Qu'ai-je encore réellement, fortement aimé ?
À peu près tout, mais le regard s'attarde bien sûr, le long des bas couture de Françoise Dorléac en compagnie de Jean Desailly, pour La Peau douce, de Truffaut. Les photos sont de Raymond Cauchetier. J'avais oublié, j'ai cru voir Deneuve. Gréco faisant d'un éphèbe un Gréco, devant l'objectif de Dityvon, cela pousse à fredonner du côté du pays des merveilles de Juliette (et d'Yves Simon). C'est noir et blanc comme s'il restait un peu d'argentique dans l'encrier (on saute des pages, mais rien n'est effacé…  Autant-Lara a été emporté, reste la chanson et le violon de Catherine, des airs de jazz ou de bossa des deux Philippe, ou Philip). Françoise Huguier (aussi cinéaste), à Peter pour Kommounalki, prix Anna Politovskaïa au festival des films de femmes de Créteil livre une si vériste Véra que le choix de numériser les doubles pages de l'album d'Actes Sud se justifie parfaitement. C'est comme si on avait ramassé un magazine sur le lino de l'appartement communautaire. Saura, pas. Pas trop, et pourtant j'ai aimé les films de Carlos. Pourtant j'apprécie la diversité kaléidoscopique des petits formats de photos en mise en pages.  Pas trop car pas assez : de plus larges formats.
Les dessous chics de Cannes et du Martinez, oui, c'est tout Vu'. Décalé, total dedans pourtant.
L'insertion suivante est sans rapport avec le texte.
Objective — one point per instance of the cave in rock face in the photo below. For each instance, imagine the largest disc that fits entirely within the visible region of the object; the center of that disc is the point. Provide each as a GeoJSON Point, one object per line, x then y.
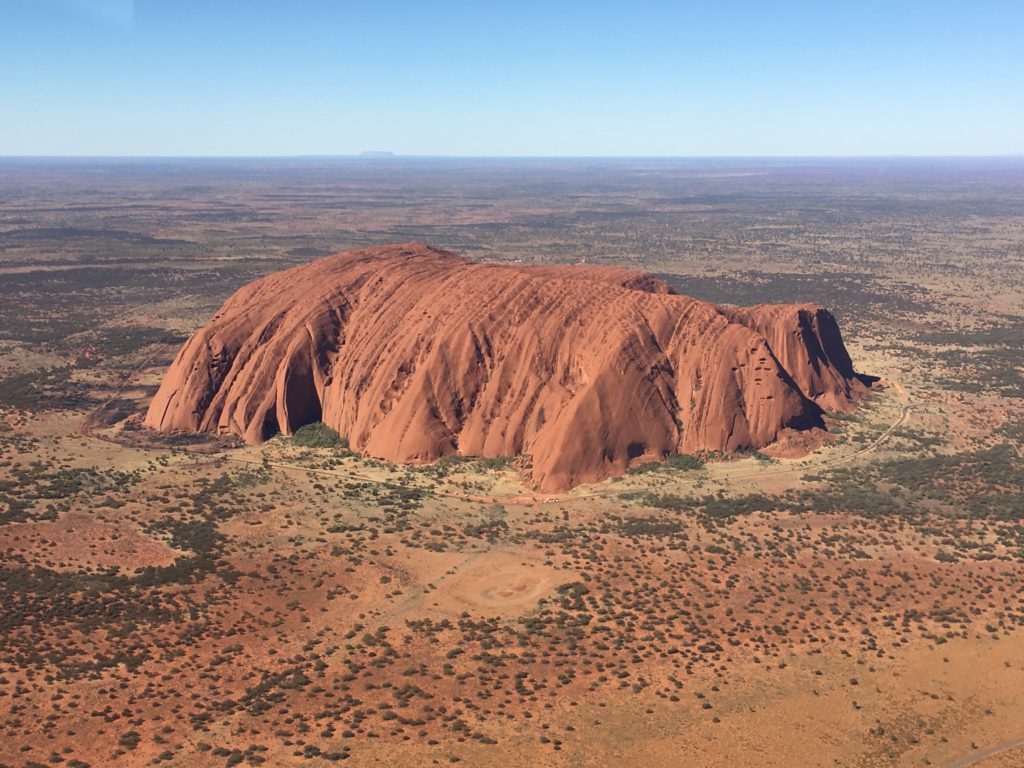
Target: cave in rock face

C'est le dossier central, collectif.
Cependant, les gens de Lisbonne de Richard Dumas, mis en regard de leurs versions tramées papier journal pour Libération, pour ses « carnets de bord » de l'été 1999, c'est aussi du très grand photojournalisme modèle Vu'.

Et puis, ce que j'ai pris pour un publi-rédactionnel mais n'en est sans doute pas un, avec juste une demi-page de montage de petits formats illustrant les Actions culturelles d'Arte, m'a tellement intrigué que j'ai cessé de feuilleter pour lire toute l'autre demi-page. Quand c'est vraiment bon, non, le texte n'est pas pour enrober, entourer l'image.
D'ailleurs, c'est l'entretien avec Benoît Rivero, éditeur photo pour Actes Sud, qui m'a fait poser plus longuement le regard sur les photos judicieusement à parité avec le texte, puis se passant de lui…

La jaquette est « américaine »
Américaine comme la nuit, la jaquette ? Je ne connaissais pas le terme. Et j'apprends que Fujifilm a distribué en fait quatre images entre les 5 000 exemplaires. Et qu'en fait les photos d'Isabelle Huppert, en couverture, sont de Richard Dumas. Le coéditeur est Aman Iman Créations. Tiens, la une de couv. prévoyait un « au Cinéma » en jaune ? L'eau boueuse, c'est la vie aussi, mais on la préfère bleue, surtout à Cannes, où elle est moins grande et plus verte. C'est mieux maintenant.